Я перестала вырываться и на мгновение замерла в его крепких объятиях. Нам обоим моментально стало неловко.
— И кто еще тут из нас малявка! — пробормотала я, не глядя ему в глаза, чтобы немного убавить эту неловкость.
— Известно, кто! — он медленно, словно нехотя расцепил руки, отпуская меня. — Ты!
— Я на три месяца тебя старше!
— Зато ты низенькая, худенькая и слабенькая! Значит, малявка!
— Давно ли ты меня обогнал?
Восемь лет назад мы мало отличались комплекцией.

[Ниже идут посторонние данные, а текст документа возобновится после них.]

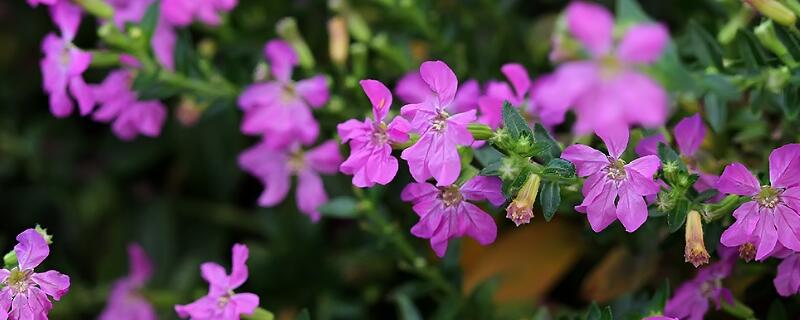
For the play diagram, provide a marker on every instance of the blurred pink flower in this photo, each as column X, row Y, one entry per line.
column 435, row 154
column 445, row 213
column 63, row 64
column 609, row 177
column 371, row 159
column 221, row 302
column 280, row 110
column 606, row 90
column 120, row 104
column 24, row 291
column 184, row 12
column 772, row 216
column 274, row 167
column 125, row 302
column 691, row 298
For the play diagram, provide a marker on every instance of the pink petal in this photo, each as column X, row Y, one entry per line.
column 441, row 79
column 784, row 166
column 518, row 77
column 587, row 160
column 52, row 283
column 736, row 179
column 689, row 134
column 282, row 58
column 314, row 90
column 631, row 209
column 380, row 97
column 643, row 43
column 592, row 25
column 615, row 138
column 31, row 250
column 484, row 188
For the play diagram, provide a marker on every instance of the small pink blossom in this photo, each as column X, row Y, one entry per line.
column 771, row 217
column 371, row 159
column 221, row 302
column 607, row 90
column 274, row 167
column 609, row 178
column 119, row 104
column 445, row 213
column 63, row 64
column 125, row 301
column 280, row 109
column 24, row 293
column 435, row 154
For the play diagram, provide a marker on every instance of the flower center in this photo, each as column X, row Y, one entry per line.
column 19, row 280
column 768, row 197
column 451, row 196
column 616, row 170
column 439, row 122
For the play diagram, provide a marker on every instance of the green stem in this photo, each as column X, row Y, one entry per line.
column 390, row 232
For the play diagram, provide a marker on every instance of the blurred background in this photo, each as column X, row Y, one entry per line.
column 183, row 198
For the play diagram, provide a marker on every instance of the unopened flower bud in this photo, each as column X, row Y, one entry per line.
column 521, row 209
column 775, row 11
column 695, row 252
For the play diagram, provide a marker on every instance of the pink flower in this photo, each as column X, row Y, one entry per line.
column 183, row 12
column 412, row 89
column 281, row 109
column 221, row 303
column 609, row 177
column 120, row 104
column 274, row 167
column 689, row 134
column 435, row 154
column 691, row 298
column 491, row 103
column 772, row 215
column 607, row 90
column 371, row 159
column 445, row 213
column 125, row 302
column 24, row 291
column 64, row 64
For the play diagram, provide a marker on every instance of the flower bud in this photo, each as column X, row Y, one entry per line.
column 775, row 11
column 695, row 252
column 521, row 209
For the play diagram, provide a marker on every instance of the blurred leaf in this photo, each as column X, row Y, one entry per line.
column 550, row 199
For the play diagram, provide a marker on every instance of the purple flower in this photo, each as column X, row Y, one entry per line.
column 24, row 291
column 125, row 302
column 412, row 89
column 281, row 109
column 787, row 281
column 609, row 177
column 772, row 215
column 689, row 134
column 445, row 213
column 274, row 167
column 371, row 159
column 63, row 64
column 435, row 154
column 131, row 117
column 691, row 298
column 607, row 90
column 183, row 12
column 221, row 302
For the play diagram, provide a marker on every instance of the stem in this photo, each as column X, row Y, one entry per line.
column 390, row 232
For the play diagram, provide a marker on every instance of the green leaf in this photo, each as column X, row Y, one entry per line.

— Не знаю. А хотел бы знать. Ну почему же ты исчезла так надолго?.. — он вдруг отвернулся, лицо его слегка помрачнело.
Я тронула за плечо:
— Обиделся?
— Немного.
— Врешь.
— Вру. Капец, как обиделся. Ждал, ждал… а ты так и не приехала.
— К бабушке ходил?
— Ходил. А что толку?
— Ну прости.
— Ты не виновата.
— А все-таки прости. Это было не по-дружески.
— Ладно. Прощаю.
Я хотела расспросить про его жизнь без меня и планы на будущее, но тут мама высунулась из двери и зашипела:
— Вы чего тут шумите? А ну быстро спать! Почти одиннадцать!
Я закатила глаза и шумно выдохнула: совершеннолетие достигнуто, а ничего не изменилось! Но ничего не поделаешь: в чужой монастырь со своим уставом не ходят. Однако удивительно, что мы с Глебом даже не заметили, как стемнело.